Hacker Newsnew | past | comments | ask | show | jobs | submitlogin

Loading common libraries from a CDN will no longer bring any shared cache benefits, at least in most major browsers. Here's Chrome's intent to ship: https://chromestatus.com/feature/5730772021411840 Safari already does this, and I think Firefox will, or is already, as well.


For info, this shipped in Chrome 86 just last week:

https://developers.google.com/web/updates/2020/10/http-cache...


I'm not sure I understand the threat here. Say I visit SiteA which references jQuery from CDNJS, then later visit SiteB which references exactly the same jQuery from CDNJS - what's the problem?


I'm guessing many websites are identifiable by which patterns of libs and specific versions they will force you to cache. One SiteA would then be able to tell that a user visited a SiteB (which, depending on the website, may or may not be problematic)


I'm sure some sites would be identifiable by their cached libs, but the cache is shared, so any overlapping dependencies would decrease the accuracy to unusable levels. The best you could do is know someone did not visit a site in the last ${cache_time}.

There are, of course, other vectors to consider, but I can't think of any that could be abused by third parties. If anything, isolating caches would make it easier for the CDN themselves to carry out the attack you mentioned, as they would be receiving all the requests in one batch.


What if my website tries to load a JS file that only foxnews.com loads (maybe with a less restrictive CORS config)?

I'd be able to tell if you visited Fox news recently, correct?


It would be extremely unlikely for only one site to use a specific file from a public CDN (like cdnjs). As for site-specific files like JS bundles and other static assets, those would be served on a "private" CDN, usually under the same domain (like cdn.foxnews.com) and with restrictive CORS settings for this very reason (and also to prevent bandwidth stealing).


A single file? Highly unlikely.

But three specific files can already be pretty unique. I chart.js with two specific plugins in my toy project, and I'm willing to bet that no one else on the world uses the exact same set and version configuration.


Exactly, but a third party can't see that set from the cache, they see the union of every website recently visited. They would see hundreds of files from many websites and if only one of those uses one of the three files yours does, it's impossible to tell for sure without a file that isn't used anywhere else on the Web. Your site uses A+B+C, site 2 uses A+D+E, site 3 uses B+F, site 4 uses C. The cache contents is A+B+C+D+E+F+... did the user visit your site? It's like trying to get individual pictures out of a single piece of film that was exposed multiple times - you can make some guesses and rule some possibilities out, but nothing other than that will be conclusive.


Like a discount Bloom Filter?


It would behave like one, yes.


You only need ~30 bits of information to uniquely fingerprint someone.


Could you explain this further?


There are about 8 billion people. 33 bits is enough to give each one a unique number. A whole bunch of them doesn't have access to the Internet, so fewer than 33 bits are enough to identify someone on the Internet.


It can be used to track users across domains to some degree.

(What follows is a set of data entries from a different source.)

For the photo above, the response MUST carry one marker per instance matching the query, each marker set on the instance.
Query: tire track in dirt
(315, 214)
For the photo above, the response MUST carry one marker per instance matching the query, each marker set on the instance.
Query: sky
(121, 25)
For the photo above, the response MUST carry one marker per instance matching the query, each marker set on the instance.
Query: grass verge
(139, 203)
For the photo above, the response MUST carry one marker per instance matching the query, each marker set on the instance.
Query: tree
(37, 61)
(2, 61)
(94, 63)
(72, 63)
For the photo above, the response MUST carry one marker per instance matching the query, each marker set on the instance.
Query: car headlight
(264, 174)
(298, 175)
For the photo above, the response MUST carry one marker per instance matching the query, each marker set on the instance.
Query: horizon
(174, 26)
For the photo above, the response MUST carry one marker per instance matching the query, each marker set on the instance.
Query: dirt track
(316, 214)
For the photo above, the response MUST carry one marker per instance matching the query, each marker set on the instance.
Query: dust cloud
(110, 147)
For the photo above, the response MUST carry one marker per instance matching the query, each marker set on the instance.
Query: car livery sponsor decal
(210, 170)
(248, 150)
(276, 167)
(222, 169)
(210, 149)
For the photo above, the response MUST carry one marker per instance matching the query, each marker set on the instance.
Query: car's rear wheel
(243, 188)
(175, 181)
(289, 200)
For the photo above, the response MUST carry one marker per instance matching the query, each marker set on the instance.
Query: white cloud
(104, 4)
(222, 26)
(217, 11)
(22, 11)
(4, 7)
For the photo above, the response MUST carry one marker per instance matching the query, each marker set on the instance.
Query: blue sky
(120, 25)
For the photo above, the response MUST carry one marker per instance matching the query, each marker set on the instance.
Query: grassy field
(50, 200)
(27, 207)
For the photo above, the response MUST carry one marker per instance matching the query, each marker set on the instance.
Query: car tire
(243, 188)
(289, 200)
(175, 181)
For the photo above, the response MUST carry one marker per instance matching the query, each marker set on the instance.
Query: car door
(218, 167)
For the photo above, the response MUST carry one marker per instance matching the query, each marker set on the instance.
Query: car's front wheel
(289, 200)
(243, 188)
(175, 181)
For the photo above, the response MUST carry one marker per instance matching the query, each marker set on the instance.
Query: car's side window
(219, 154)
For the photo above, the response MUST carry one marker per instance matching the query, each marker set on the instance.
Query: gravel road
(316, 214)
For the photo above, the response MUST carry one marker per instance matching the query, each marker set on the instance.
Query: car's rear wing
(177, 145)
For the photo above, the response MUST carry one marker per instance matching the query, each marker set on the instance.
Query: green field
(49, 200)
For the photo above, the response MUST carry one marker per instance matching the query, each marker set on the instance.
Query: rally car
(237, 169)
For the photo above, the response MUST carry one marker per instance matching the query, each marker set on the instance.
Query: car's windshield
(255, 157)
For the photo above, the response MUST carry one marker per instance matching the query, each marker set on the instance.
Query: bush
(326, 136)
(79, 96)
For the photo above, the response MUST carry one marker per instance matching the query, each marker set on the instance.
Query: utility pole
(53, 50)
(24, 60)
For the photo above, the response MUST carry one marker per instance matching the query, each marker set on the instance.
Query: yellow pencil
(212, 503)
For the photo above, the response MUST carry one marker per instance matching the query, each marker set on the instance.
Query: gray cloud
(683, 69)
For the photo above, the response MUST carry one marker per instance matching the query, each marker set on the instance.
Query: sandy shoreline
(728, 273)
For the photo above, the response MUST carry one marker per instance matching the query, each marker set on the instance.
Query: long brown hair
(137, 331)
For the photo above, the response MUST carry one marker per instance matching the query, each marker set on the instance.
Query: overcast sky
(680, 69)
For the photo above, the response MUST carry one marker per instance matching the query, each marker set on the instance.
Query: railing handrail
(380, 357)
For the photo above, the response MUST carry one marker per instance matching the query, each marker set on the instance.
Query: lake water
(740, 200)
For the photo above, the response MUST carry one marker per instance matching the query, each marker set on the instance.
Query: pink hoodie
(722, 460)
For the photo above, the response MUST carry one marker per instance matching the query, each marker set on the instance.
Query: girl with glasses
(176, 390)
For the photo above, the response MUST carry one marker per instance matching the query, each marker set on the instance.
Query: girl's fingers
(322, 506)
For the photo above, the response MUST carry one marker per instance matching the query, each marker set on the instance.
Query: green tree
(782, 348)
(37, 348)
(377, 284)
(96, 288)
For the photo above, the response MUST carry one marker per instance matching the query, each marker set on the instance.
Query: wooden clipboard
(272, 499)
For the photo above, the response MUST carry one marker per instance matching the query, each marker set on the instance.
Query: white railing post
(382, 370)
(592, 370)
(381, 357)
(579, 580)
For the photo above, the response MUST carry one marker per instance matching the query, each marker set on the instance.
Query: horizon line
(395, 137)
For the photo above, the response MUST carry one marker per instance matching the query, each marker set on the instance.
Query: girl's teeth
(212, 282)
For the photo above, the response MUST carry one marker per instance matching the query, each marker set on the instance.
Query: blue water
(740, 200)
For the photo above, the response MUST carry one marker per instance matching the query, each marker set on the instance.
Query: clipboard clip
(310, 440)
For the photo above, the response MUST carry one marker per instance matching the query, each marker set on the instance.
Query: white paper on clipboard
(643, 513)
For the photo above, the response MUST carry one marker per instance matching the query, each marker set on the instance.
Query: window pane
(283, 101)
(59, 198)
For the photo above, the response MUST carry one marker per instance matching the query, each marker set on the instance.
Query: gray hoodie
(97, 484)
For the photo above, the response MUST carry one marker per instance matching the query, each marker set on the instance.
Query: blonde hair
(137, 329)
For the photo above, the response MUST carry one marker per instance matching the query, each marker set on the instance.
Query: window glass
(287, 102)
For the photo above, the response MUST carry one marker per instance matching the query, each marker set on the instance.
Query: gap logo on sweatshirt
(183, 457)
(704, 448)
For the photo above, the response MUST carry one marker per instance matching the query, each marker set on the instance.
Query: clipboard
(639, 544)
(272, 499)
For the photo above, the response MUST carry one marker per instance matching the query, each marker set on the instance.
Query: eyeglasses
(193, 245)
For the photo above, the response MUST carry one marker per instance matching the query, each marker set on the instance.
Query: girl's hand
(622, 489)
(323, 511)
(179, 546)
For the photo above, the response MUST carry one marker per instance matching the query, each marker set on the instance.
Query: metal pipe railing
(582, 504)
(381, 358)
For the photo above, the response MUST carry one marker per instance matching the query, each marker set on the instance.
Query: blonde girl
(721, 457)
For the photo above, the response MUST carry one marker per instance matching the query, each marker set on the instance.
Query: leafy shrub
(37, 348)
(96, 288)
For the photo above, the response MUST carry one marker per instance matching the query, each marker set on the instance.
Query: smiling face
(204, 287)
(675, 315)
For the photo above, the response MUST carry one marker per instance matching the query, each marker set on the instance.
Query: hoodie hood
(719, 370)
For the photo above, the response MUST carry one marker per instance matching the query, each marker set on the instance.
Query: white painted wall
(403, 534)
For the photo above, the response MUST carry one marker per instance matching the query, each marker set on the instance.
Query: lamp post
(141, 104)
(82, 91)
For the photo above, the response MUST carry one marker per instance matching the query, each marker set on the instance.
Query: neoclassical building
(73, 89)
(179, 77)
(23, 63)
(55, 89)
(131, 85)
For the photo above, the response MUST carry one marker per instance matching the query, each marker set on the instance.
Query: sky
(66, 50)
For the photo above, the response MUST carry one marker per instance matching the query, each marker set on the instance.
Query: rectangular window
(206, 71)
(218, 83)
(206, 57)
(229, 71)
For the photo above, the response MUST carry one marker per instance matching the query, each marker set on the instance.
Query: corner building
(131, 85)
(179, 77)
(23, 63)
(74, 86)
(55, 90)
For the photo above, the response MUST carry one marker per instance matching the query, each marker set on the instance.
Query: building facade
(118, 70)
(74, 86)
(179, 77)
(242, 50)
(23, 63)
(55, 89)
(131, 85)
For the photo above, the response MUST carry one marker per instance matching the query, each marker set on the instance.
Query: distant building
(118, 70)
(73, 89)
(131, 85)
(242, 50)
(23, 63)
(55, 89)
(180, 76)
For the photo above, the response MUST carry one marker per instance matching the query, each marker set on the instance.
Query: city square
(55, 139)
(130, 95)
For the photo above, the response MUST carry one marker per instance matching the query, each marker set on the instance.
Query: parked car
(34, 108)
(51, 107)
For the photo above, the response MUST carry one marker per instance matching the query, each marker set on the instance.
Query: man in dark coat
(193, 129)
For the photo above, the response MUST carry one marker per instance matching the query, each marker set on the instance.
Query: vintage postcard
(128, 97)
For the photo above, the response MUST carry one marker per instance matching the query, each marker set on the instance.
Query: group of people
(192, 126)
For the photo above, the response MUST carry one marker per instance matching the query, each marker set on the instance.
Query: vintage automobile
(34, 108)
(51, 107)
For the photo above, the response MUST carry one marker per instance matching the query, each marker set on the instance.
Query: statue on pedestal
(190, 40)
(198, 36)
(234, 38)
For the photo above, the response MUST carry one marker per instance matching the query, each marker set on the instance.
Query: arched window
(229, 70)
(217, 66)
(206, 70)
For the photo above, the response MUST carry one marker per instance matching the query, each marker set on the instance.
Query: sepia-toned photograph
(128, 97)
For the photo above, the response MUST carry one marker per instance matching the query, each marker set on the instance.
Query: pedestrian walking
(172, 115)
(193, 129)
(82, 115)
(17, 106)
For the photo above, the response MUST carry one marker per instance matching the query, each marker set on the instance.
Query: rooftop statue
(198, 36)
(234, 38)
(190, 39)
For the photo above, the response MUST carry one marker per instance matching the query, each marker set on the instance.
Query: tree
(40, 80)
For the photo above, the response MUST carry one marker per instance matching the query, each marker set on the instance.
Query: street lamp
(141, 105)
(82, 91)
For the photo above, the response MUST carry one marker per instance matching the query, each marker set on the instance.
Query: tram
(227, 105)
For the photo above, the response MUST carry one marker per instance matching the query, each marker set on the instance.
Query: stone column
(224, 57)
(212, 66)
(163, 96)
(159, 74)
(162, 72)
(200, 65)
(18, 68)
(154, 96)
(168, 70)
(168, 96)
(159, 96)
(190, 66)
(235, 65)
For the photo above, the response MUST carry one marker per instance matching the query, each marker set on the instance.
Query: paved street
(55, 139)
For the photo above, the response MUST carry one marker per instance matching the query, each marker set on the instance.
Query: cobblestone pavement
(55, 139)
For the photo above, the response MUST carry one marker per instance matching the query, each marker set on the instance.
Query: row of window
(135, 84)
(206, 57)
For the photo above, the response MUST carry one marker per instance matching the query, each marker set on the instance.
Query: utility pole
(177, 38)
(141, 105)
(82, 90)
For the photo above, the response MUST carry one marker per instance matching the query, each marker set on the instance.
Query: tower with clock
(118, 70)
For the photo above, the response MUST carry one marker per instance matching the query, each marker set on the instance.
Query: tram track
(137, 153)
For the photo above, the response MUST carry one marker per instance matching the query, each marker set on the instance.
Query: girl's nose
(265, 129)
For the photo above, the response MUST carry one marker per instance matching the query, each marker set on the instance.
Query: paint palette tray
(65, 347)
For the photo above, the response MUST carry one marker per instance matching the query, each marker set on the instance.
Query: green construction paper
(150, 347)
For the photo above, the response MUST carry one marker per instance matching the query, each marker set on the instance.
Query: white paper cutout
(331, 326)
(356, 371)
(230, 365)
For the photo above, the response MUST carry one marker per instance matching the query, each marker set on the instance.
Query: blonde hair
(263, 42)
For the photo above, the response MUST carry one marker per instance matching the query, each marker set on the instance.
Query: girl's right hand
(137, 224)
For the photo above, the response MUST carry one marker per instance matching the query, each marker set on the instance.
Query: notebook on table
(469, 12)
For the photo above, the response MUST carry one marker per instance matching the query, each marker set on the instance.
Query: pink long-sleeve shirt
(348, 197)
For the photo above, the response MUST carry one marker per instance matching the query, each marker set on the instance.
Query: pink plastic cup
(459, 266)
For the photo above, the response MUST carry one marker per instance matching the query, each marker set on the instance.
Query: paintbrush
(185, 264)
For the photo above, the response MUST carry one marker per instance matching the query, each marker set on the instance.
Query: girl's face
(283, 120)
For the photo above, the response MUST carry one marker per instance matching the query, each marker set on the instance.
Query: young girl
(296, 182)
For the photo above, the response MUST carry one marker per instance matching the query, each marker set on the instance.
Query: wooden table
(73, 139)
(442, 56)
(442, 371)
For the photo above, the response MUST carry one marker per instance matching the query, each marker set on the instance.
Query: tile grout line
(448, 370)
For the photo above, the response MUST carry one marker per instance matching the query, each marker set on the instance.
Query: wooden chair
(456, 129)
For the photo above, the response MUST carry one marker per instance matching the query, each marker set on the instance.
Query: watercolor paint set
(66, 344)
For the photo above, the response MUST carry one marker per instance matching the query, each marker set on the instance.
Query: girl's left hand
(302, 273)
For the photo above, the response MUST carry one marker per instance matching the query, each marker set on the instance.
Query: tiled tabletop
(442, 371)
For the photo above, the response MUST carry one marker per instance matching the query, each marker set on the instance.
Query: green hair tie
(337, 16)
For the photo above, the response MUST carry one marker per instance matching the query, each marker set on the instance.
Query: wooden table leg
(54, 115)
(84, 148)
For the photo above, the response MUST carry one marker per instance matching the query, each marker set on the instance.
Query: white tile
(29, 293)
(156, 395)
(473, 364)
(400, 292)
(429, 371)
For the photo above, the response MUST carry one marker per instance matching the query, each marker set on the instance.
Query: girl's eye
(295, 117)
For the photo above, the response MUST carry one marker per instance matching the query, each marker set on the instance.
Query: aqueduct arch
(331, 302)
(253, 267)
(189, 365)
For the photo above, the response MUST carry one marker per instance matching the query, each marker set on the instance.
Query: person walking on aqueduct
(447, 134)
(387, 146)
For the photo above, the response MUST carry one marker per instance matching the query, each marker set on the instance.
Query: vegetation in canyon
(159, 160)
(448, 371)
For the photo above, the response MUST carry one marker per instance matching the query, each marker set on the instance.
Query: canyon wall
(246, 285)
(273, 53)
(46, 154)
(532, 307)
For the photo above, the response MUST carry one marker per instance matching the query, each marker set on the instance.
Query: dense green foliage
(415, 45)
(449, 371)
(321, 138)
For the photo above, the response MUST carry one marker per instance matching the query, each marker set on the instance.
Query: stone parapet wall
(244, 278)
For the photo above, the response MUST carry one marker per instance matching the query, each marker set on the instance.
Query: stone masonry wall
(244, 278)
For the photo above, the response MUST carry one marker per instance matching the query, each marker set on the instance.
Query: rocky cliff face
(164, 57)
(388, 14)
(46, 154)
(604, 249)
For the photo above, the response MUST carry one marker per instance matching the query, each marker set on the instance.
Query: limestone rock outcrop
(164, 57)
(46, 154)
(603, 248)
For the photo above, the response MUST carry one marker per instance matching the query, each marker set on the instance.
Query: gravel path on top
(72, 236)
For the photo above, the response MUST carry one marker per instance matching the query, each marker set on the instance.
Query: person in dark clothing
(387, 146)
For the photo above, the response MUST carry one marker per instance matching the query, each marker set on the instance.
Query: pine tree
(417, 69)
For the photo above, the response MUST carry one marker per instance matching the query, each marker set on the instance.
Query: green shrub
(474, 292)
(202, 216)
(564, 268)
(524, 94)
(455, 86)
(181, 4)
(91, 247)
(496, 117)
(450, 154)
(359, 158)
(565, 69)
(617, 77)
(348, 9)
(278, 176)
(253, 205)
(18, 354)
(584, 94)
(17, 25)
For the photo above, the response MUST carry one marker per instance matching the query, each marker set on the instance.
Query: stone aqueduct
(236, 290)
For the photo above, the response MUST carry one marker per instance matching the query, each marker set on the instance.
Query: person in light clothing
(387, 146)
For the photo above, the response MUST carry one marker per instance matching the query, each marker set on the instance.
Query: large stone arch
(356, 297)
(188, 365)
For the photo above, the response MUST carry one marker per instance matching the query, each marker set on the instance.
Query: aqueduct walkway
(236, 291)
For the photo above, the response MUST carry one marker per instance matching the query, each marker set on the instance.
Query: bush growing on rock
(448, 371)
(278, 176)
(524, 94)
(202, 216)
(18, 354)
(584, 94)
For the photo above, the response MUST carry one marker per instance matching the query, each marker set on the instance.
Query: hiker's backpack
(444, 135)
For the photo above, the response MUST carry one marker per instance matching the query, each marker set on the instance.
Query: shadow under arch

Thanks, I understand the issue now - I haven't thought about CDNs from a privacy perspective before.

I suppose with HTTP2 some of the benefits of serving JS through CDNs are gone anyway, so I guess it's time to stop using them.


Not to be dense but wasn't that always the purpose of running a CDN service for common scripts and libraries?


The script wouldn't have to be from a CDN to track people using the browser cache. I could infer whether you've visited a site that doesn't use CDNs or trackers by asking you to load something from that site and inferring whether you have that resource cached by the time it took you to load it.


This is true, but if you're running a CDN you have access to cross-domain user information just based on the headers, no?


The CDN is not the place you have to worried about.

If Site A loads a specific JavaScript file for users with an administrator account, Site B can check to see if the JavaScript file is in your cache, and infer that you must have an administrator account if the file is there.

The attack can happen with different types of resources (such as images).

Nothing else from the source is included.